# Mixing WPA and WEP



## cjc (Aug 12, 2010)

I think I'm looking for an existing tutorial or how-to, but my Google-Fu is failing me and I've not been able to find anything.

I've got an AP running 8.1-Release and a ath(4) device. I can run it with "statically" configured WEP or hostapd-supported WPA. I've gotten both to work individually. But what I need is both to work at once. Or I need to learn how to configure a WPA network to be back compatible to WEP stations (without completely compromising the network).

The background, this is my home network. All of the notebook PC stations can do WPA. With WPA I'll be comfortable allowing direct access rather than the IPsec or PPTP VPN over WEP we've been doing. However, I have a WEP machine that does not do WPA (an old TiVo) that I want to continue to support.

I just upgraded to 8.1 hoping that with cloned wlan(4) devices I could just set up two networks, one WEP and one WPA, but as I said, I can get either one working, but not both at once.


----------



## phoenix (Aug 12, 2010)

You need two separate radios.  A wireless radio can be configured to support only 1 encryption system at a time (WEP, WPA-PSK, WPA2-PSK, WPA-EAP, etc).

IOW, you need a second wireless card in your FreeBSD box.  Then you configure the AP to use WPA and connect to it using 1 wireless card.  Configure the other card in hostap mode using WEP and connect the Tivo to it.  Then either bridge the two wireless cards together, or just configure file sharing on the FreeBSD box.


----------



## cjc (Aug 12, 2010)

> IOW, you need a second wireless card in your FreeBSD box.



Well, that's not going to work. The FreeBSD box is a Soekris net5501. Don't think I have room for another wireless NIC. 

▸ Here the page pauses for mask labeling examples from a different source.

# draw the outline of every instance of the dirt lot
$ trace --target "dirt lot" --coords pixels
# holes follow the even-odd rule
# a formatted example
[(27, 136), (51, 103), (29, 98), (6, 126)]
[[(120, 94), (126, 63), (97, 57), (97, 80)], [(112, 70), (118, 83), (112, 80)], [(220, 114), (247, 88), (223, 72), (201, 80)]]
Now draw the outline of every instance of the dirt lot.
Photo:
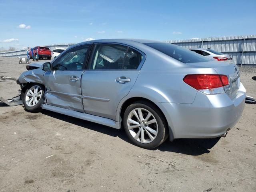
[[(26, 65), (0, 58), (0, 96), (17, 93)], [(241, 71), (256, 98), (256, 68)], [(2, 103), (0, 132), (0, 191), (256, 191), (256, 105), (246, 104), (225, 138), (154, 150), (131, 144), (122, 130)]]

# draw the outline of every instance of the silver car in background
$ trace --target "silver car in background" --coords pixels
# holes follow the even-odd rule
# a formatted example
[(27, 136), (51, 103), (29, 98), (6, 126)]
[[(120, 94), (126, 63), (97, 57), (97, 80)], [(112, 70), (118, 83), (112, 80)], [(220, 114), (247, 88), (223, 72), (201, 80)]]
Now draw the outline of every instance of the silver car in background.
[(244, 106), (236, 65), (168, 43), (88, 41), (34, 67), (17, 81), (27, 110), (44, 109), (116, 129), (122, 125), (131, 141), (146, 148), (167, 138), (225, 135)]
[(231, 55), (225, 54), (212, 49), (203, 48), (191, 48), (189, 50), (214, 60), (232, 62), (232, 56)]

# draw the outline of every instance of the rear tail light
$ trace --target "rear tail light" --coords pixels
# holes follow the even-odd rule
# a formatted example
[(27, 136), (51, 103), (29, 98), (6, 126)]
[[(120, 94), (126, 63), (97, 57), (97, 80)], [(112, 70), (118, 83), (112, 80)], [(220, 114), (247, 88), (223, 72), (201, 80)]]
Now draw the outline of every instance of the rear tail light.
[(224, 92), (223, 86), (229, 84), (228, 78), (217, 74), (192, 74), (186, 75), (183, 81), (205, 94)]
[(213, 58), (218, 61), (226, 61), (228, 58), (225, 57), (213, 57)]

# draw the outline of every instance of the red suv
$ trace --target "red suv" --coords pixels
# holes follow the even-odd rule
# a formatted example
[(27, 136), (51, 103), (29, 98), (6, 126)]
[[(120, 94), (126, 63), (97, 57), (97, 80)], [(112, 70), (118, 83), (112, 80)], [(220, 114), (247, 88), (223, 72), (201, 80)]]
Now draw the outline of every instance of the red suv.
[[(49, 48), (45, 47), (35, 47), (33, 48), (33, 56), (35, 56), (36, 54), (36, 52), (38, 52), (38, 58), (40, 59), (43, 58), (47, 58), (47, 59), (51, 59), (52, 56), (52, 52)], [(29, 56), (30, 59), (32, 58), (32, 55), (31, 54), (31, 51), (30, 50), (28, 52)]]

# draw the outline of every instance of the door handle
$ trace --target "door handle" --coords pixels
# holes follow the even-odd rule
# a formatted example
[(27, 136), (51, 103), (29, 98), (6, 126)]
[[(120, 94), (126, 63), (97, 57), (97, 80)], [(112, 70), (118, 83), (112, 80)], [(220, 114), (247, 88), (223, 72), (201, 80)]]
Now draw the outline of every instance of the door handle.
[(78, 81), (79, 80), (79, 78), (78, 77), (76, 77), (76, 76), (71, 76), (70, 78), (70, 80), (73, 82), (75, 82), (76, 81)]
[(126, 77), (119, 77), (116, 78), (116, 82), (118, 83), (123, 84), (125, 83), (131, 82), (131, 79)]

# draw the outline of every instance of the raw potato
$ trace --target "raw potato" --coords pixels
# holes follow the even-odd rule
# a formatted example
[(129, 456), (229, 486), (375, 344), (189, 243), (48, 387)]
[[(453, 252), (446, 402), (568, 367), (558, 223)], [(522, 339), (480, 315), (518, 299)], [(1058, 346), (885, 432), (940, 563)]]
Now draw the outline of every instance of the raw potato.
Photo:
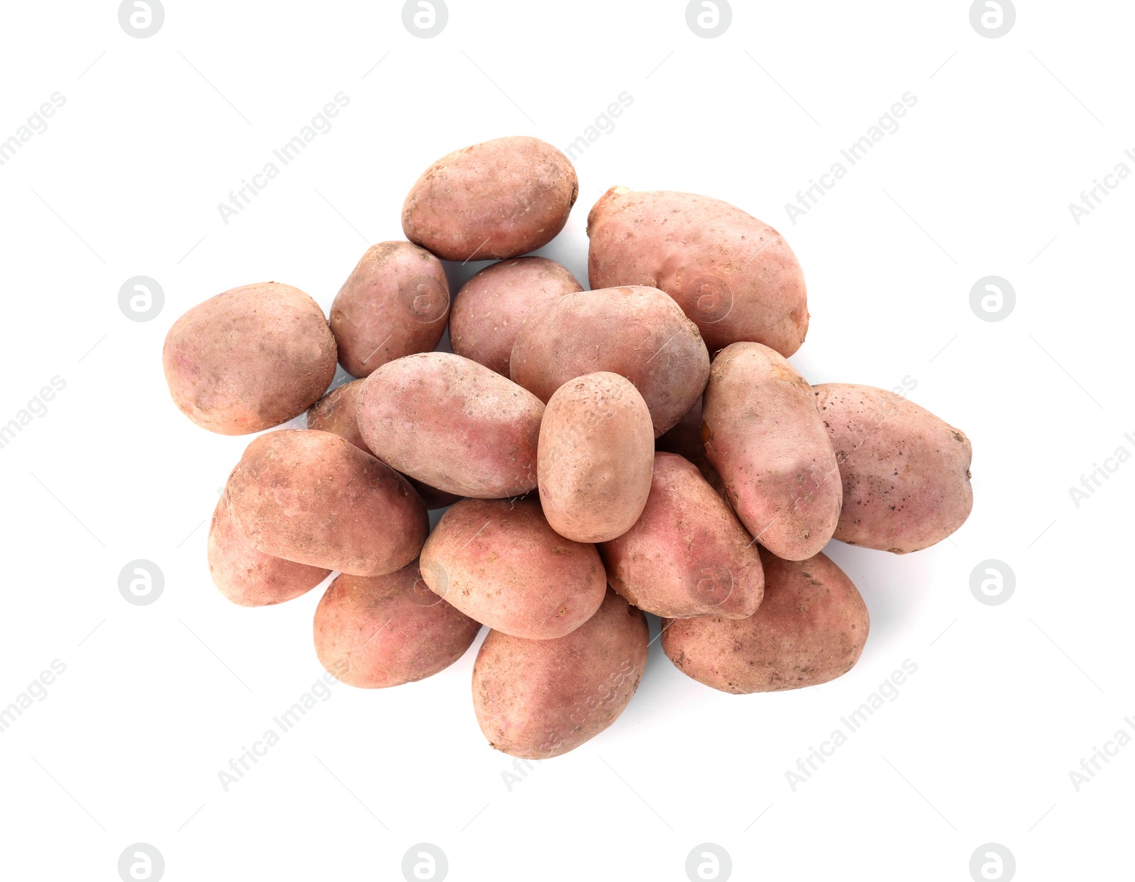
[(650, 497), (627, 533), (599, 545), (612, 587), (670, 619), (745, 619), (764, 596), (756, 544), (692, 464), (654, 455)]
[(709, 354), (697, 326), (657, 288), (569, 294), (524, 324), (512, 379), (547, 402), (569, 380), (597, 371), (625, 376), (650, 408), (657, 438), (698, 400)]
[(340, 682), (378, 689), (445, 670), (480, 629), (426, 587), (414, 561), (387, 576), (338, 576), (316, 609), (316, 654)]
[(449, 316), (442, 261), (409, 241), (367, 249), (331, 304), (339, 364), (352, 376), (413, 353), (428, 353)]
[(741, 340), (790, 356), (808, 332), (792, 249), (768, 224), (691, 193), (612, 187), (587, 219), (592, 288), (653, 285), (697, 322), (709, 351)]
[(726, 693), (818, 686), (859, 661), (871, 620), (859, 592), (824, 554), (781, 560), (762, 549), (765, 599), (748, 619), (664, 622), (662, 648), (698, 682)]
[(375, 456), (432, 487), (502, 499), (536, 486), (544, 405), (477, 362), (423, 353), (382, 365), (358, 414)]
[(421, 568), (466, 616), (533, 641), (573, 631), (607, 590), (595, 546), (556, 535), (535, 499), (459, 502), (427, 540)]
[(547, 760), (594, 738), (634, 695), (648, 646), (646, 616), (613, 591), (566, 637), (489, 631), (473, 664), (473, 710), (489, 746)]
[(402, 229), (446, 261), (516, 257), (556, 237), (578, 195), (575, 169), (554, 146), (496, 138), (426, 169), (402, 206)]
[(871, 385), (813, 387), (843, 480), (835, 538), (906, 554), (960, 527), (974, 506), (969, 439)]
[(209, 525), (209, 575), (233, 603), (270, 607), (306, 594), (331, 575), (329, 569), (274, 558), (250, 545), (228, 515), (225, 495)]
[(633, 526), (650, 494), (654, 431), (638, 390), (619, 374), (587, 374), (552, 396), (540, 424), (540, 502), (553, 529), (607, 542)]
[(330, 432), (260, 435), (225, 495), (253, 548), (356, 576), (406, 566), (429, 531), (426, 506), (405, 478)]
[(335, 337), (311, 297), (278, 282), (197, 304), (166, 334), (174, 404), (210, 432), (245, 435), (286, 423), (335, 376)]
[(514, 257), (486, 266), (465, 282), (453, 304), (453, 351), (508, 376), (521, 325), (561, 295), (581, 290), (566, 266), (547, 257)]
[(733, 511), (762, 545), (806, 560), (827, 544), (843, 497), (839, 466), (812, 387), (783, 356), (733, 344), (714, 359), (701, 439)]

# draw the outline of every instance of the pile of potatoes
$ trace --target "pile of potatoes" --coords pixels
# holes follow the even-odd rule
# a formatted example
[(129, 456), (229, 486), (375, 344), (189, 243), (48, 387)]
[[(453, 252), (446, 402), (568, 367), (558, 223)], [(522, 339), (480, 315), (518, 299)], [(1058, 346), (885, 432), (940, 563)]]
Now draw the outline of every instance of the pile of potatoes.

I could swear I've read how to configure a WPA network to allow back compatibility for WEP-only stations. I guess I need to concentrate on finding that. Or figuring out if I imagined it. Any help on that front?


----------



## tingo (Aug 13, 2010)

cjc said:
			
		

> Well, that's not going to work. The FreeBSD box is a Soekris net5501. Don't think I have room for another wireless NIC.


If both the miniPCI and the PCI slot are occupied, you could always use the usb port with a usb wireless adapter.


----------